We can only hope that there’s as little suffering as possible in the meantime.

Personally, I have a particular focus on the arts. If you happen to be a regular reader here (thank you), you’ll know that I spend serious amounts of time talking to and connecting with musicians, in particular.

The general vibe around the area this year has been one of extreme downheartedness, a little anger, and the occasional bit of “I’m taking the chance to focus on something different” positivity and hope that seems, to be honest, a touch put on.

I think we’ve all found a new relationship with culture, especially those of us who regularly, in the past, went out to watch concerts or take in any other kind of live event. That’s gone, and its absence leaves a gaping hole in my heart, and no doubt many others.

I’d swap in a second a repeat of the experience of some of the worst live shows I’ve been to in recent years for sitting at home in front of a screen trying to feel the same.

I won’t be stoking the fires of ambition for 2021 as we approach New Year.

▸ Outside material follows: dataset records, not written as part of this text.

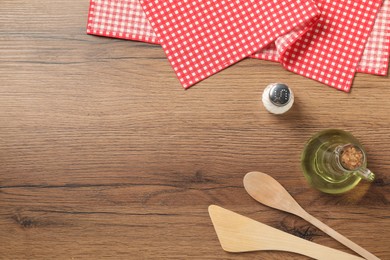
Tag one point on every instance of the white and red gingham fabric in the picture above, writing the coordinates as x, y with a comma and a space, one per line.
375, 58
201, 38
126, 19
122, 19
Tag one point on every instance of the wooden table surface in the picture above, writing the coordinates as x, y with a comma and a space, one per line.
104, 155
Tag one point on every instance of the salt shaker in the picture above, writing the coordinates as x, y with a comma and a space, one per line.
278, 98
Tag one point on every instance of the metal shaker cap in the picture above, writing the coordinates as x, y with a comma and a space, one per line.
279, 94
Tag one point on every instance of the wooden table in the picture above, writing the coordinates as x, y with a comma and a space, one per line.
104, 155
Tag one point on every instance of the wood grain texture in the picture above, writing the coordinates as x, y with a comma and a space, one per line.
104, 155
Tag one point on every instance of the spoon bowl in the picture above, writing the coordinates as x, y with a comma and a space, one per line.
238, 233
270, 192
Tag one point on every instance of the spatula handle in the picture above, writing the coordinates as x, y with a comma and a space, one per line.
342, 239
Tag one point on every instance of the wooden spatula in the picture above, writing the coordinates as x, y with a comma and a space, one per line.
237, 233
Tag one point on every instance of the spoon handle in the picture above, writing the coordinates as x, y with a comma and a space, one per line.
342, 239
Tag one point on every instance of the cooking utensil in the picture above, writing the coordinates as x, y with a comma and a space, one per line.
237, 233
270, 192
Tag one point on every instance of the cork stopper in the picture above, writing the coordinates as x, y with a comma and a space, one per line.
351, 157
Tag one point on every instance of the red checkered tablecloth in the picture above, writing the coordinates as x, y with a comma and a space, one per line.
287, 33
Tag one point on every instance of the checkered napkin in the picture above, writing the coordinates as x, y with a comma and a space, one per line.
126, 19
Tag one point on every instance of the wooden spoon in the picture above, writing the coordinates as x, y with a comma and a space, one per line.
270, 192
237, 233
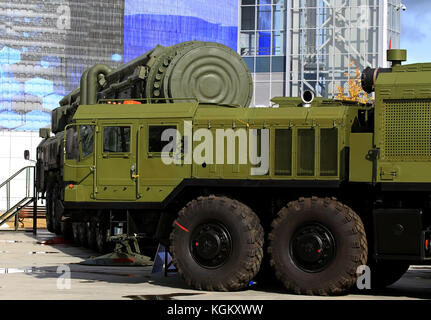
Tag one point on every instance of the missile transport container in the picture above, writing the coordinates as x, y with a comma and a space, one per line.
310, 189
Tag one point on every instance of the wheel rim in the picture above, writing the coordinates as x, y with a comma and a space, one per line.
211, 245
312, 247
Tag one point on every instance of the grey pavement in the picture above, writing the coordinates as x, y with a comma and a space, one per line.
30, 270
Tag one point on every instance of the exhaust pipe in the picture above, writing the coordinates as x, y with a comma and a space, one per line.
307, 98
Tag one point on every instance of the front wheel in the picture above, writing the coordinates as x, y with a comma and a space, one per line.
316, 246
216, 244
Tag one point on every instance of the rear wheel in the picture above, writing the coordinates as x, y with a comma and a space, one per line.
316, 246
216, 244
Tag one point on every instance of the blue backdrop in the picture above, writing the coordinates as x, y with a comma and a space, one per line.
37, 69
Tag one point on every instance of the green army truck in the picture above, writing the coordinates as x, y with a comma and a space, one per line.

I think it’s enough to come into the year physically and psychologically intact, as that hasn’t always been a sure thing for many of us.

Instead, I’ll be vowing to appreciate all the more every little thing that I already have, especially those things that have been missing, as they return.

I hope you’ll join me in, when it’s safe to do so, soaking up that chance to go to a show, stand in a crowd (safely) and engage with our clans again, we hope, during the year, and in appreciating them all the more.

These things humanise us.

2020’s made it clear that they mean more than I, for one, ever knew.